Coinbase’s stock jumped Wednesday following news that the cryptocurrency exchange had reached a $100 million settlement with the New York Department of Financial Services.
Nasdaq Composite-listed COIN was up over 12% after the announcement, trading for $37.34 per share.
America’s largest digital asset exchange today agreed to pay a $50 million fine and invest $50 million into bolstering its compliance programs after the New York regulator said it found “significant failures” in Coinbase’s compliance.
The NYDFS said Coinbase violated the New York Banking Law and state regulations regarding virtual currencies, money transmitting, transaction monitoring, and cybersecurity.
San Francisco-based Coinbase has already started to improve its practices, according to the NYDFS.

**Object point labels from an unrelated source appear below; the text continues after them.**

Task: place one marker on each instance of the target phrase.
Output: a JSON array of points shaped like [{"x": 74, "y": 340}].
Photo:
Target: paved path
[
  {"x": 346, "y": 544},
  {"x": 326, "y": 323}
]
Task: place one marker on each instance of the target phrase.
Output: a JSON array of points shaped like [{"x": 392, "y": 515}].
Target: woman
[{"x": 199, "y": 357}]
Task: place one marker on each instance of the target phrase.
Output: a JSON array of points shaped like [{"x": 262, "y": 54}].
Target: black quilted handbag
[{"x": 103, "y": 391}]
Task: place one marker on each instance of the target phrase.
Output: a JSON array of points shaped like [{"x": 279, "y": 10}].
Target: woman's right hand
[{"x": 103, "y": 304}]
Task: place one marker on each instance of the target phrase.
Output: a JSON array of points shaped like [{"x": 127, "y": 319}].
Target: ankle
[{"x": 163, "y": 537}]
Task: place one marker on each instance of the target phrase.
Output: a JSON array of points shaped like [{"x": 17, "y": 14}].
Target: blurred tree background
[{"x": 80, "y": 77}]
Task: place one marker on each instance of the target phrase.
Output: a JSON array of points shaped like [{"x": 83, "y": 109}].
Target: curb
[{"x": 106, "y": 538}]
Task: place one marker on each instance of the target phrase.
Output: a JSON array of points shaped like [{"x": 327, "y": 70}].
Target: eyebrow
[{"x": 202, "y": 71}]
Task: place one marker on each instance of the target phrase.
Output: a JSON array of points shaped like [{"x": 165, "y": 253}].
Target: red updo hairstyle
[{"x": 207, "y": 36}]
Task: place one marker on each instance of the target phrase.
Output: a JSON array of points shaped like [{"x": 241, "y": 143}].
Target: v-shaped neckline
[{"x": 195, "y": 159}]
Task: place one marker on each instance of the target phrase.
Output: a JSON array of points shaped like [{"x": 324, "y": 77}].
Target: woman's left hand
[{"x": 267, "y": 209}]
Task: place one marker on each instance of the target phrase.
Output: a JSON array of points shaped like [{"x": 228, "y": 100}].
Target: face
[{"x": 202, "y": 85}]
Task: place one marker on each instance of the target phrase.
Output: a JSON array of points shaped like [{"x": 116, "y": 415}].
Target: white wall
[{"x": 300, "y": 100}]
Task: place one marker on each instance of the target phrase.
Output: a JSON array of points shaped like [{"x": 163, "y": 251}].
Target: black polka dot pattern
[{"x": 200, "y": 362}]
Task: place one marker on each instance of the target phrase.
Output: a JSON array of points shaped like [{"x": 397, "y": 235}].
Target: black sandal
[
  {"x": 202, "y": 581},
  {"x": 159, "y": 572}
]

COIN’s price jump is likely down to investors now having clarity over regulatory matters related to the company. Coinbase first disclosed the NYDFS investigation as a potential risk to its business in an SEC filing in late 2021, and today’s announcement from the regulator brings this matter to a close.
The company, however, still has an SEC investigation hanging over its head. The SEC is currently examining whether the exchange allowed Americans to trade digital assets that should have been registered as securities.
Coinbase went public in April 2021, making it the first major cryptocurrency company to be listed on the U.S. stock exchange.
Back then, the crypto market was in the midst of a bull market—with Bitcoin trading for $63,000—and there was a lot of interest in investing in the digital asset sphere: COIN debuted at a price of $381, 52% higher from its $250 reference price.
But a brutal bear market which has destroyed crypto projects, companies and the price of nearly every coin and token means that COIN is now down significantly—over 90%—from when it was first listed.